Ivey had the power to stay the execution.
According to court documents, Boyd was sentenced to death for killing Huguley on July 31, 1993. He and his co-defendants Shawn Ingram, Marcel Ackles and Quintay Cox, searched Anniston, Ala., for Huguley, also known as New York, that night as he had failed to pay the cocaine debt.
Driving in a van that Ackles had rented, the group spotted Huguley. Ingram, armed with an automatic pistol, approached Huguley, walked him to the van and then pushed him in.
They drove to a gas station where Ackles purchased gasoline in a plastic container, then they drove to a baseball field in Munford, arriving between 7 and 8 p.m.
Court documents state Ingram made Huguley lie on a bench while Ackles taped his hands and mouth and Boyd taped his feet. Ingram then doused their captive with gasoline, which he also used to draw a two-foot trail from the bench. He then lit the trail on fire.
According to the court documents, they watched Huguley burn for up to 15 minutes before the flames went out.
Like Boyd, Ingram was convicted of murder and sentenced to death, and is currently on Alabama’s death row.
Ackles was also convicted of murder and sentenced to life imprisonment without the possibility of parole. Cox, who pleaded guilty to no-capital murder, received life with the possibility of parole.
Boyd and critics argue that he was sentenced based solely on eyewitness testimony without any physical evidence linking him to the crime.
According to the Death Penalty Information Center, his original court-appointed attorney was paid a statutorily capped fee of $1,000 to represent Boyd, a situation that is criticized for creating ineffective representation.
Boyd has maintained that he has an alibi proving he was at a birthday party and had spent the night at a motel with his then-girlfriend the night Huguley was killed.
The center states the prosecution’s case relied heavily on one eyewitness whose testimony contained inconsistencies about Boyd’s involvement.
Boyd’s legal appeals for stays were rejected.

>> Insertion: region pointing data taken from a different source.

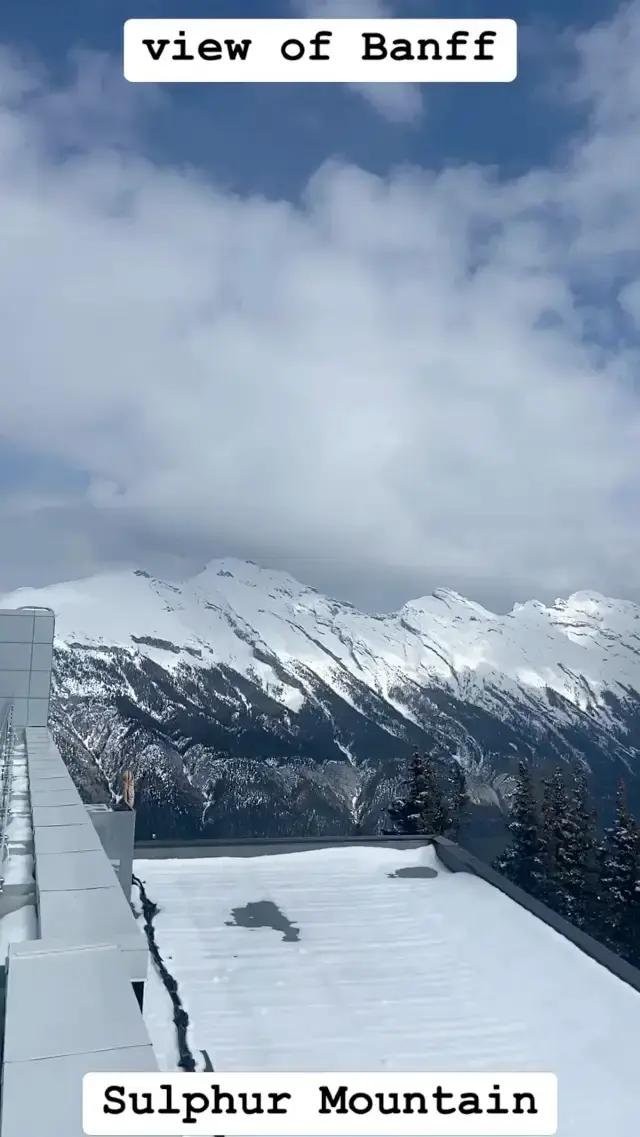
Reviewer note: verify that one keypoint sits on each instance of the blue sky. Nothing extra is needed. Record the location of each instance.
(271, 139)
(387, 346)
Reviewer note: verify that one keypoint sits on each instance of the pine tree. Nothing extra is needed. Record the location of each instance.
(404, 812)
(433, 808)
(580, 878)
(620, 882)
(422, 810)
(555, 844)
(521, 860)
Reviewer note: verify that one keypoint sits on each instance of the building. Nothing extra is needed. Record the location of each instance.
(373, 954)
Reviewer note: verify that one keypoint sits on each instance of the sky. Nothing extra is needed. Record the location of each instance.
(385, 338)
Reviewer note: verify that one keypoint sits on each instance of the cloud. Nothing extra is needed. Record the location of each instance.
(398, 102)
(427, 375)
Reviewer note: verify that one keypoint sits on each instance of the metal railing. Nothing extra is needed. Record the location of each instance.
(6, 764)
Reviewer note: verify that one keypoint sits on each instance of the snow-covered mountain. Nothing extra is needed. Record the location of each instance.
(249, 704)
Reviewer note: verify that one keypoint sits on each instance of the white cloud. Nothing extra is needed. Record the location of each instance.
(398, 376)
(399, 102)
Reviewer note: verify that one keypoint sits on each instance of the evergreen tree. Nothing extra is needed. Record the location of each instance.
(555, 844)
(458, 795)
(433, 808)
(422, 810)
(580, 874)
(402, 812)
(620, 882)
(521, 860)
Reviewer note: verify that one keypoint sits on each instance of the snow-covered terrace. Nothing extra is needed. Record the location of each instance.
(381, 959)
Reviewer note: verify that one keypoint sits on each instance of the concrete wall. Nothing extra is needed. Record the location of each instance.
(116, 830)
(26, 648)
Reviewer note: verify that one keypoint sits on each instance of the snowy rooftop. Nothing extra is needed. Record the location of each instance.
(349, 959)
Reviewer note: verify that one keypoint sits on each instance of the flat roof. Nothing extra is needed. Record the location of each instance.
(380, 959)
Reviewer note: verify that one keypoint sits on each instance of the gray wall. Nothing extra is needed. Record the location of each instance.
(26, 648)
(116, 830)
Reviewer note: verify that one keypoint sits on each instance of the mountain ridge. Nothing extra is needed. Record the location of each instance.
(250, 704)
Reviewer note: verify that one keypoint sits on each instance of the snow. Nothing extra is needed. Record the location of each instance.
(389, 973)
(17, 869)
(16, 927)
(579, 647)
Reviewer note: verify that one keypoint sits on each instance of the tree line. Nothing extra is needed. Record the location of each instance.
(557, 851)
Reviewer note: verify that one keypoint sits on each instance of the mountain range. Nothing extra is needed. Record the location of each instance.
(247, 704)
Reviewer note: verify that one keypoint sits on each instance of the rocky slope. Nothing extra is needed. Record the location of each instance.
(247, 704)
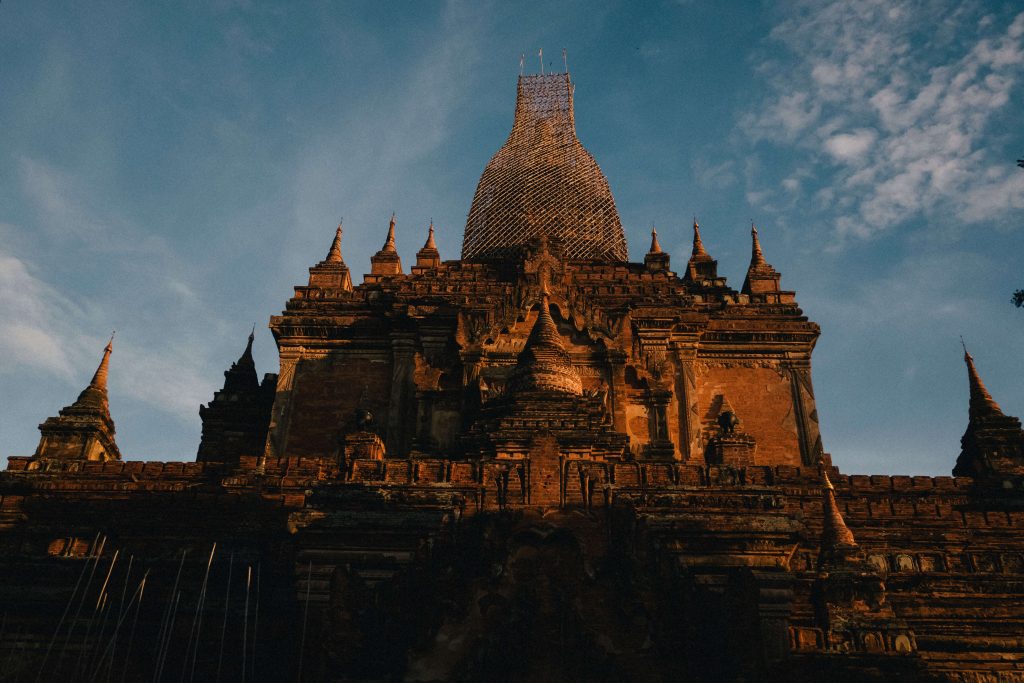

He had also fought against the state’s use of nitrogen hypoxia, a method that was first used in the United States in January 2024.
On Thursday afternoon, the U.S. Supreme Court rejected his request for his case to be reviewed and for a stay of his execution.
In dissent, Sotomayor railed against denying his application to be killed by firing squad.
“For two to four minutes, Boyd will remain conscious while the State of Alabama kills him in this way. When the gas starts flowing, he will immediately convulse. He will gasp for air. And he will thrash violently against the restraints holding him in place as he experiences this intense psychological torment until he finally loses consciousness. Just short of twenty minutes later, Boyd will be declared dead,” she wrote.
“Boyd asks for the barest form of mercy: to die by firing squad, which would kill him in seconds, rather than by torturous suffocation lasting up to four minutes. The Constitution would grant him that grace. My colleagues do not.”
The other two liberal justices, Elena Kagan and Ketanji Brown Jackson, joined her in dissent.
Nitrogen hypoxia is a method of execution that deprives the brain of oxygen by forcing inmates to breathe only nitrogen.
Including Boyd, eight people have had their death sentences carried out by nitrogen hypoxia, which Sotomayor called “experimental” and that which “superadds psychological terror as a necessary feature of its successful completion.”
Boyd was the 40th inmate to be executed in the United States this year.